I know this sounds like a dumb question, but whats wrong with it? Assuming that all private data is encrypted (by the client) using PBE AES256, then is this scheme more vulerable than storing keys on your local computer?


  • all of your devices (smartphone, laptop, camera?) have access to the same keys without having to copy them everywhere and protect multiple devices
  • assuming the key server is hosted by someone who knows security, the data should be more secure than your smartphone or laptop


  • a single successful attack could take down millions of (encrypted) keys in one go (remote attack, malicious employee, etc)

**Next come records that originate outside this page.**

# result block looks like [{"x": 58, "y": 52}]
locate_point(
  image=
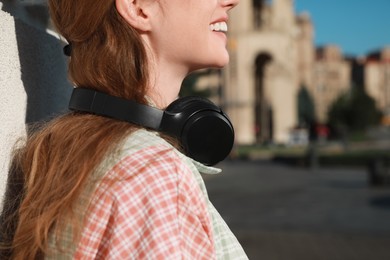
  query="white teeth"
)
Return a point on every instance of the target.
[{"x": 219, "y": 27}]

My understanding of the current situation is that you keep your private keys encrypted on your local computer protected by a passphrase (*.JKS, *.BKS, secring.gpg, etc). An attacker could write a trojan that uploads all of your private key files to a server under his control. This has recently started happening with BitCoin wallet files, so it's plausible it could happen with key stores. That would net the attacker many key stores in one go, the same as a successful attack on a key server, and, as far as I can tell, for approximately the same complexity. Also, current key store files aren't providing any more protection from an attacker than AES256 would, since they all revolve around the user's passphrase.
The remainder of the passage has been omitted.